Pulmonology

Genetic testing for pulmonology

Our panels include over 3,900 genes selected based on curated gene reviews, variant databases (HGMD and ClinVar), most recent literature, and customer requests. We offer enhanced clinical utility, maximized diagnostic yield, empowered differential diagnosis as well as analytically validated up-to-date genes across all our panels. Difficult-to-sequence genes are covered with high quality enabling true diagnostic impact in challenging patient cases.

Pulmonary diseases have high genetic heterogeneity with significant phenotypic overlap. Given the great number of genes and mutations underlying hereditary pulmonary diseases, NGS and multi-gene panels are often cost-effective primary options for genetic diagnostics for these diseases.

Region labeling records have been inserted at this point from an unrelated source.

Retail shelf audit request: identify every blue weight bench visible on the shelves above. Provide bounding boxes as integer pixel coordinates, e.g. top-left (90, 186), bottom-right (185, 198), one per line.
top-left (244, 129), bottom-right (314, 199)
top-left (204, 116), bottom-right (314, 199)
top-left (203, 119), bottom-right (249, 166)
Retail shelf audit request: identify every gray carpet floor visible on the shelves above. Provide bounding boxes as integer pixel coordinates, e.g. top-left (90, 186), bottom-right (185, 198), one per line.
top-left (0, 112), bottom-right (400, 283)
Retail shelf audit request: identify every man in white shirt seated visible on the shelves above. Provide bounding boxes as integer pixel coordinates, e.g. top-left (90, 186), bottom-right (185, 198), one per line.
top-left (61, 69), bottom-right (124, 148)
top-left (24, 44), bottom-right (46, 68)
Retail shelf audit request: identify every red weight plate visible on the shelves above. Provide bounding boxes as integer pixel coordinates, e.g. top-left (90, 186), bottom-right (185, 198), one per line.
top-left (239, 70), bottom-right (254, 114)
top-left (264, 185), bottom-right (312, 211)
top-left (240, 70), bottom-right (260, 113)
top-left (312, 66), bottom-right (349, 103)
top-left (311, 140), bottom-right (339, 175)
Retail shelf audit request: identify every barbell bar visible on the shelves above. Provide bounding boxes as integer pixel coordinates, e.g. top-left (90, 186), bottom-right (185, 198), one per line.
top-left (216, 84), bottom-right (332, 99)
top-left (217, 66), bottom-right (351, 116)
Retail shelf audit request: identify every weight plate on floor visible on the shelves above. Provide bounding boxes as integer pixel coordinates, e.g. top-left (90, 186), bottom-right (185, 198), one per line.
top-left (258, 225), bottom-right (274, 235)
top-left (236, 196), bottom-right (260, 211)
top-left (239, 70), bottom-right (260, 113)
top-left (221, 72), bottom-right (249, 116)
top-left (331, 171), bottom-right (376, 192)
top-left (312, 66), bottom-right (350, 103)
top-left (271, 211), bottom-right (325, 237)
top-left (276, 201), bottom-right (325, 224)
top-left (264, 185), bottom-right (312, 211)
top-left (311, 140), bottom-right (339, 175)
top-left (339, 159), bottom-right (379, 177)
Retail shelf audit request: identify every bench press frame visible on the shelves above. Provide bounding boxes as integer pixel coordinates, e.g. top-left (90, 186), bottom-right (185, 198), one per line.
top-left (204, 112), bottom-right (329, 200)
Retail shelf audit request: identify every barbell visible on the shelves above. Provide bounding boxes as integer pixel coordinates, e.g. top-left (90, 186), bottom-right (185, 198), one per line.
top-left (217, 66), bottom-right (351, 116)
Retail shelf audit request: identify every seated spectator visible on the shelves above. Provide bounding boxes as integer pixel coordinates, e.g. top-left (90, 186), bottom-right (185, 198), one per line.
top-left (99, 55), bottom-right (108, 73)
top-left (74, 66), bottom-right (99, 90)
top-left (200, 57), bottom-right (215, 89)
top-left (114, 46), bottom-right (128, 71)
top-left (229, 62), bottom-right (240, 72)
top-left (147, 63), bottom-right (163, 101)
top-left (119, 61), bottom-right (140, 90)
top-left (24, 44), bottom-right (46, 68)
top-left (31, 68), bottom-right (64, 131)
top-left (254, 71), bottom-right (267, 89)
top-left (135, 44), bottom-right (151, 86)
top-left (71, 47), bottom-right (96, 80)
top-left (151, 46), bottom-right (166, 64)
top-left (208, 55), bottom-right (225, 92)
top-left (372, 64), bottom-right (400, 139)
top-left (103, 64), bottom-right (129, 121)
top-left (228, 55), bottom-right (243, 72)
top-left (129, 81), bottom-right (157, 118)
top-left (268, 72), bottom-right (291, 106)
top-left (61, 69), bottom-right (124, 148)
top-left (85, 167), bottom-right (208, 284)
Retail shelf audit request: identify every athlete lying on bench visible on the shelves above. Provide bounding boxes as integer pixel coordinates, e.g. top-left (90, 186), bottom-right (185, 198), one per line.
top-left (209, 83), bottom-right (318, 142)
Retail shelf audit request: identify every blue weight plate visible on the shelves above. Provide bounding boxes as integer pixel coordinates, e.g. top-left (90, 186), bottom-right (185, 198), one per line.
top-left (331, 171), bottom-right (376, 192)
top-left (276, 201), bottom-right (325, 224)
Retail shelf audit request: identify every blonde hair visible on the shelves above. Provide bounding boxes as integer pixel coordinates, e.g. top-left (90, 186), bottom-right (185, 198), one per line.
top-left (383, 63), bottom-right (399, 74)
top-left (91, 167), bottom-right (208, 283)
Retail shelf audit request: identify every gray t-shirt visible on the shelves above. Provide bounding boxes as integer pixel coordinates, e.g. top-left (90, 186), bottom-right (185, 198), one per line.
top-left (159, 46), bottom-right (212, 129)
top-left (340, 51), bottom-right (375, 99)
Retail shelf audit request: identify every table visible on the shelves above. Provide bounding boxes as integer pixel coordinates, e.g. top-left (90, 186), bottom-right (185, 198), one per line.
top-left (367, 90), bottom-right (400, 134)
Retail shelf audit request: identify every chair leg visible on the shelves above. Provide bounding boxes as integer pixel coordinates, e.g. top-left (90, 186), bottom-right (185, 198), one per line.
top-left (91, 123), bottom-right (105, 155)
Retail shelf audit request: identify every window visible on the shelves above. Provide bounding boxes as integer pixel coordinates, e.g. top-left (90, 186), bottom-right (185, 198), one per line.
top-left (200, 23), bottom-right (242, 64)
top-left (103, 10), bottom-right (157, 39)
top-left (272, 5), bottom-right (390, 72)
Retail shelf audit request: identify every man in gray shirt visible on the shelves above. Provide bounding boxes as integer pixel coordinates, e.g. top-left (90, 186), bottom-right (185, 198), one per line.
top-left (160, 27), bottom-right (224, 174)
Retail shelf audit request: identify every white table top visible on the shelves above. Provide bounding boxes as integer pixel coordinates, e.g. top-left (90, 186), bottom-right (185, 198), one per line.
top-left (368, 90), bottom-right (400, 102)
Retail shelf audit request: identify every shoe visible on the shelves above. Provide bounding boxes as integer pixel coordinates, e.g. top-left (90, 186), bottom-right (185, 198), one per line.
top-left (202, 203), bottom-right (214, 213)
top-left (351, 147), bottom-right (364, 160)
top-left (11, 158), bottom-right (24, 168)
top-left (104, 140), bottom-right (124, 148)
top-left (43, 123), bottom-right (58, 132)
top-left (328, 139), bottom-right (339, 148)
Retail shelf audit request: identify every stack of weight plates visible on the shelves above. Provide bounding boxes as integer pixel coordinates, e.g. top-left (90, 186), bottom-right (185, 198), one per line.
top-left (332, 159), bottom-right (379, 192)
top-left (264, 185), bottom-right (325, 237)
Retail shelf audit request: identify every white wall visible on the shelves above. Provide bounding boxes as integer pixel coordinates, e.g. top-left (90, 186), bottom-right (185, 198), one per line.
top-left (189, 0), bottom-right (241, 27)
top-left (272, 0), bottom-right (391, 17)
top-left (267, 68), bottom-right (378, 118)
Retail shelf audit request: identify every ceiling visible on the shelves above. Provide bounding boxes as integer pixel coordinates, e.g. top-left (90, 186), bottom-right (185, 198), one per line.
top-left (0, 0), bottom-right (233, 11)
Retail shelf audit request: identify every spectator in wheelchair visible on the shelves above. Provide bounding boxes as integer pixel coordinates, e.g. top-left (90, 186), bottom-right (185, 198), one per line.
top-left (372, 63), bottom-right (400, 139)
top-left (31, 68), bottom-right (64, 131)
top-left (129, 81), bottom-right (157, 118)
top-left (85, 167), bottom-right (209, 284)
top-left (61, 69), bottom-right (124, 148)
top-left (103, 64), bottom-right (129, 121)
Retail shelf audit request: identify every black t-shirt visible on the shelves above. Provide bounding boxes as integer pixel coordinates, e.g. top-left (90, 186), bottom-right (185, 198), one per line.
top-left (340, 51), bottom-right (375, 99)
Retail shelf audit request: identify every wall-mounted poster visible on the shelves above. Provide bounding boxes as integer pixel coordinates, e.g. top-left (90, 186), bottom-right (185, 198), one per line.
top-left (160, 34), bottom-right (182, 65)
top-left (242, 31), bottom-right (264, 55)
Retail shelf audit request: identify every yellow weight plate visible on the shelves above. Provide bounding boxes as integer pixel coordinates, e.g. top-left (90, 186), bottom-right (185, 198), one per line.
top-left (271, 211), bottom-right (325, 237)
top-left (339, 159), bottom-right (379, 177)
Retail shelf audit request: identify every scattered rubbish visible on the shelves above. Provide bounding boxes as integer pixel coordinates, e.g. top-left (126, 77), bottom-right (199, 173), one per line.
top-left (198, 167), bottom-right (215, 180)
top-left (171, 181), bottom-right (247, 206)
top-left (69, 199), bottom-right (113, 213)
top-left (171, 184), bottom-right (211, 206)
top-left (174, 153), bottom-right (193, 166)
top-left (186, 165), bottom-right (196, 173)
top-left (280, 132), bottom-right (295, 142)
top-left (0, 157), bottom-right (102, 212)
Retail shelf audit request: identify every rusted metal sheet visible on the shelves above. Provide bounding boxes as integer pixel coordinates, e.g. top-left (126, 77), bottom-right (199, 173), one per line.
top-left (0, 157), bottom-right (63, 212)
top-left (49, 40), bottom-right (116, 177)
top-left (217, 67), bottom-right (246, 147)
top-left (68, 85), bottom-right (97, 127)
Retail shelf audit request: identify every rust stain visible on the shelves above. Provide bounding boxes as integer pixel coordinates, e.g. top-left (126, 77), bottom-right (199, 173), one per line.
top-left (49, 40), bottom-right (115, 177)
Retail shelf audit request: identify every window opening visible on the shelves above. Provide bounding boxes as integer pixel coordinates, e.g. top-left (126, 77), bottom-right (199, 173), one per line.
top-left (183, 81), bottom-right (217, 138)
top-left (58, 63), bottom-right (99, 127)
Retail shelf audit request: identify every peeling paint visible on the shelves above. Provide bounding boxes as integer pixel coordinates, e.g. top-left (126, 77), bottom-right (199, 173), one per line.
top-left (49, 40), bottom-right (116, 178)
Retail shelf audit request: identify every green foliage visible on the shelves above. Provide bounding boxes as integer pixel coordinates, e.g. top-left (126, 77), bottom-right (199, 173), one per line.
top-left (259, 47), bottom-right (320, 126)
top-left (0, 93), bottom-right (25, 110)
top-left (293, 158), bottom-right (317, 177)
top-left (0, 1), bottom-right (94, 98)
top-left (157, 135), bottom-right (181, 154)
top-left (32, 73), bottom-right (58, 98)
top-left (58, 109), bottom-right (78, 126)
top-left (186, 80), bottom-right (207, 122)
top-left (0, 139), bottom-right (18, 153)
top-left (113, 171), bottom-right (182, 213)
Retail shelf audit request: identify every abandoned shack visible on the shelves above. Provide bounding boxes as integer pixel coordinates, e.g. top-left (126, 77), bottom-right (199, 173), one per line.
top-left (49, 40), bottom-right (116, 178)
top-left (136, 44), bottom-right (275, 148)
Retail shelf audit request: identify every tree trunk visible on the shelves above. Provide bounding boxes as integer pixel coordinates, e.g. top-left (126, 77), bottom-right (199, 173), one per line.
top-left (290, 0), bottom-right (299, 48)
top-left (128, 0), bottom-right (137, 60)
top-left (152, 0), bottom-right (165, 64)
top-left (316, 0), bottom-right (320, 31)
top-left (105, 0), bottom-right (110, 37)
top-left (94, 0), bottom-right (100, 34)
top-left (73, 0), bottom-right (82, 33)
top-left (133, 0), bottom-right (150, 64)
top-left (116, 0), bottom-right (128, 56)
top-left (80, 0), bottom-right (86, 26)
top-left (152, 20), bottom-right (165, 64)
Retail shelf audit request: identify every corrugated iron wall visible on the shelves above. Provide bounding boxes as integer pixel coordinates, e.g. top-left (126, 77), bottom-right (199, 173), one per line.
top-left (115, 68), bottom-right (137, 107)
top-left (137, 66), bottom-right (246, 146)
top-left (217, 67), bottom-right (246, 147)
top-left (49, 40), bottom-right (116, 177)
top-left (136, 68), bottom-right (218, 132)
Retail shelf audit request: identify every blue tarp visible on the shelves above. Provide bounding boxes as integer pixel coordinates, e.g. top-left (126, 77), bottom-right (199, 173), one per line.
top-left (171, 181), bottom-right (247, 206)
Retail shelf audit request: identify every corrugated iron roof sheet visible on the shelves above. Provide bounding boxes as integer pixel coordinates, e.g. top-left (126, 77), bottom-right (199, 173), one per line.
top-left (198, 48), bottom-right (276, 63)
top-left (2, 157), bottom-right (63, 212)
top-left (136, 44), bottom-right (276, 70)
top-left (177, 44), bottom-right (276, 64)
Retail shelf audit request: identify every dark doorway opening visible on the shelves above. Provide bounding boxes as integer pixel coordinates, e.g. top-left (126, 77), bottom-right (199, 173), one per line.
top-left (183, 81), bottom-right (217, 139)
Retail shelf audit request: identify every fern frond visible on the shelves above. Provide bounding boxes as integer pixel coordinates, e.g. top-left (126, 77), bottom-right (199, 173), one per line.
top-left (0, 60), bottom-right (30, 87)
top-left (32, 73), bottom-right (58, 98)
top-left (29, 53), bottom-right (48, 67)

What genetic diagnostics can offer patients with pulmonological diseases

Genetic diagnostics are often the most efficient way to subtype hereditary pulmonary diseases, and they provide the necessary information to make confident individualized treatment and management decisions. Specifically, variation in the CFTR gene that causes cystic fibrosis, is targeted in this category. Screening may enable targeted, genotype specific therapies to improve CFTR function possible, as recommended by a recent publication (PMID: 26403534). In addition to cystic fibrosis, determining the exact underlying genetic defect in any hereditary pulmonary disease heavily affects genetic counseling and risk assessment.

Another example of the utility of genetic testing in hereditary pulmonary diseases is shown through primary ciliary dyskinesia (PCD) cases. PCD is a genetic disorder affecting the function of motile cilia. Clinically, PCD may present with neonatal respiratory distress, chronic coughing, and recurrent sinus or ear infections. In 15–50% of PCD cases, some or even all major visceral organs are reversed from their normal positions – the partial form called situs ambiguous/heterotaxy, and the complete form situs inversus. Genetic diagnosis helps in understanding a patient’s symptomology, and testing will differentiate it from cystic fibrosis, which may mimic the clinical presentation of PCD.

Identifying at-risk family members makes it possible to begin preventive treatments and/or make lifestyle recommendations. It also justifies routine follow-ups by health care professionals. Genetic diagnostics can help in family planning.